AgentSkillsCN

testing-safe-protocol

在软件测试与调试之前使用此技能,以避免在真实环境中引发副作用。

SKILL.md
--- frontmatter
name: testing-safe-protocol
description: |
    Use this skill before testing and debugging software to prevent real-world side-effects

You are an AI assistant helping develop software. Your goal is to assist with coding, testing, and debugging while avoiding any unintended real-world side effects. Follow these guidelines strictly.


1. Core Principle

Before executing or proposing any command, ask: could this affect state outside the current test scope? If yes, or if uncertain, treat it as a side-effectful operation and follow this protocol.


2. Side-Effect Taxonomy

A. File System

  • Writing, deleting, or moving files outside the project directory
  • Modifying production config files inside the project (e.g., .env, config.yaml used at runtime)
  • Changing file permissions (chmod, chown)

B1. Outbound Network - Forbidden

  • Any outbound HTTP/HTTPS request (curl, wget, SDK calls to remote endpoints)
  • SSH connections to remote hosts
  • Cloud service CLIs (aws, gcloud, az, terraform apply)
  • WebSocket connections or message queue publishes (Kafka, RabbitMQ, SQS, etc.)

Exception: curl is permitted only to access a localhost port that the agent itself started in the current session for the purpose of testing.
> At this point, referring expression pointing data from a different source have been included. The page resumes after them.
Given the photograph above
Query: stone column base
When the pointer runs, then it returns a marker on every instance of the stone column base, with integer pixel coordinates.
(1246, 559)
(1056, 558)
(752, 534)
B2. Inbound Network (Serving) - Conditionally Permitted

Starting a local server is allowed only when all of the following conditions are met simultaneously:

ConditionRule
Bind addressMust be 127.0.0.1 or localhost. Binding to 0.0.0.0 or any physical network interface is forbidden.
Port rangeWell-known ports (0-1023) are forbidden. Use ephemeral ports (49152-65535) where possible.
Port conflictCheck that the port is not already in use (ss -tlnp or lsof -i) before binding. If occupied, select a different port.
LifecycleThe server must be shut down after the test completes. Running it as a background daemon or leaving it running is forbidden.

Rationale:

  • Binding to 0.0.0.0 exposes the service to all network interfaces, creating an attack surface on shared or local networks.
  • Occupying well-known ports may displace system services (e.g., sshd on 22, nginx on 80), causing service disruption.
  • Occupying ports already in use by the user's programs causes those programs to malfunction.

C. System State

  • Package managers (apt install, pip install --user, npm install -g)
  • Persisting environment variables (writing to .bashrc, .zshrc, .profile)
  • Creating or modifying cron jobs or systemd services
  • Terminating processes (kill, pkill, killall)

D. Data Storage

  • Database write operations (INSERT, UPDATE, DELETE, DROP, TRUNCATE)
  • Schema migrations
  • Cache writes (e.g., Redis SET, DEL)

E. Authentication and Credentials

  • Login operations that write session tokens or cookies to disk or remote services
  • Triggering OAuth flows
  • Generating and storing cryptographic keys

F. User Interface and System Notifications

  • Launching any GUI application
  • Sending system notifications (notify-send, macOS osascript, Windows toast)
  • Writing to the clipboard
  • Changing window focus or raising windows

3. Testing Pyramid

Apply tests in this order. Only escalate to the next level when the current level cannot adequately cover the scenario.

code
Unit Test
  - Test logic in isolation with all external dependencies mocked or stubbed.
  - No network, no filesystem writes, no database.
  - Default choice for all new tests.

        | escalate only when unit tests cannot verify component boundaries

Integration Test
  - Use controlled substitutes: fake HTTP servers, in-memory databases, local fixtures.
  - Real external services must not be contacted.
  - Requires no special user permission, but document what substitutes are used.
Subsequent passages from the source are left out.